The U.N. has been warning for several months that without a serious national political dialogue, tensions in the DRC could deteriorate into a severe and possibly violent crisis.

The U.N. has 20,000 peacekeepers in the country’s volatile east and has been conducting military contingency planning to protect civilians if the situation escalates.

On Tuesday, the mission’s humanitarian and resident coordinator, Mamadou Diallo, told a small group of member states that his team was also preparing should there be election-related violence or mass displacement.

“If these things happen, we have a contingency plan, which is built around what we have called the “hot spots” — places where we anticipate that political strife will happen because they are opposition strongholds or there is a history of political conflict in these places,” said Diallo.

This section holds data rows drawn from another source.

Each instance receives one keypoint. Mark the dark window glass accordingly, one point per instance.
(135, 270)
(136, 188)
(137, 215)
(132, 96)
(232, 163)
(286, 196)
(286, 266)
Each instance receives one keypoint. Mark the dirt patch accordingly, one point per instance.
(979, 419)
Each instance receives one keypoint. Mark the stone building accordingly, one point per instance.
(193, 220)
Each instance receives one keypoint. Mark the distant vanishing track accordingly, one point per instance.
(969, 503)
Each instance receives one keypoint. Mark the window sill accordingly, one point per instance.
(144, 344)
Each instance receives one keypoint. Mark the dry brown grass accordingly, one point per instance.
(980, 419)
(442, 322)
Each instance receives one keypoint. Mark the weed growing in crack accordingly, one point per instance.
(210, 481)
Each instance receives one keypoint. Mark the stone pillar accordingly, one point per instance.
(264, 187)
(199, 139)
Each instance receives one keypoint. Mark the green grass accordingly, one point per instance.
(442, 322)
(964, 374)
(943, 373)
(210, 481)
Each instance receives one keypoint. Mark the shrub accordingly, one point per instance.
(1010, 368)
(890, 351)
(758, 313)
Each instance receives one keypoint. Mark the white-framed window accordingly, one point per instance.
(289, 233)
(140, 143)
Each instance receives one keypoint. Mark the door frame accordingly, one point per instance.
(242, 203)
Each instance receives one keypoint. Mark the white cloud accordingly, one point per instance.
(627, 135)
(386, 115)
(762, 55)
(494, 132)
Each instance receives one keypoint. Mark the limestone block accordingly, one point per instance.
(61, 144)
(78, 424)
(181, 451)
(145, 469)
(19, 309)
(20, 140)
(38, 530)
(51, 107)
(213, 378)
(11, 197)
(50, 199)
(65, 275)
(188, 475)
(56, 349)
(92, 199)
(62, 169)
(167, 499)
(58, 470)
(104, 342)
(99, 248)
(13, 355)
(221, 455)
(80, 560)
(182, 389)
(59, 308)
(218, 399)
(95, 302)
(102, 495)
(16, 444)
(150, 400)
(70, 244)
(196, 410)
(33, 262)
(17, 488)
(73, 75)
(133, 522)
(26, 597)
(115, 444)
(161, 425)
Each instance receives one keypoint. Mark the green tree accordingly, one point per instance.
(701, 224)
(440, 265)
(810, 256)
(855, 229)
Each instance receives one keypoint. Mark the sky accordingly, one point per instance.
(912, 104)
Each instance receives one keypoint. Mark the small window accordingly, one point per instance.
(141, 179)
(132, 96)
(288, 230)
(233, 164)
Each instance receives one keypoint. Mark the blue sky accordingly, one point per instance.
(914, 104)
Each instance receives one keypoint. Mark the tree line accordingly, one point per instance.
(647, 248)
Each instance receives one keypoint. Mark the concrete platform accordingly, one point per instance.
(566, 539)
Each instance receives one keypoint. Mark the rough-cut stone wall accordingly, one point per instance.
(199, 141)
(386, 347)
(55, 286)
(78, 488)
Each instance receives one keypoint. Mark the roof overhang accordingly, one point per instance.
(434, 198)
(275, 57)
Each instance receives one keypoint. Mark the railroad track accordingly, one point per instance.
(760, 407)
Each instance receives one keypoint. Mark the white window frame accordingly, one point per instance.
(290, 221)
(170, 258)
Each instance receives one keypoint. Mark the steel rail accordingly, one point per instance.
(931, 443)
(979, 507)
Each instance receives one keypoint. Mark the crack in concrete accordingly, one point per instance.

The DRC has been a focus of humanitarian efforts for the past two decades, because of internal conflicts and natural disasters and as recipient of refugees from its neighbors. Currently, Diallo said, the country is coping with yellow fever and cholera epidemics and is close to eradicating a measles outbreak.

The U.N. appealed for nearly $700 million for humanitarian needs in the DRC this year, but has just received over half the amount, enabling it to assist almost 6 million people. Diallo said nearly 8 million Congolese were expected to need aid next year.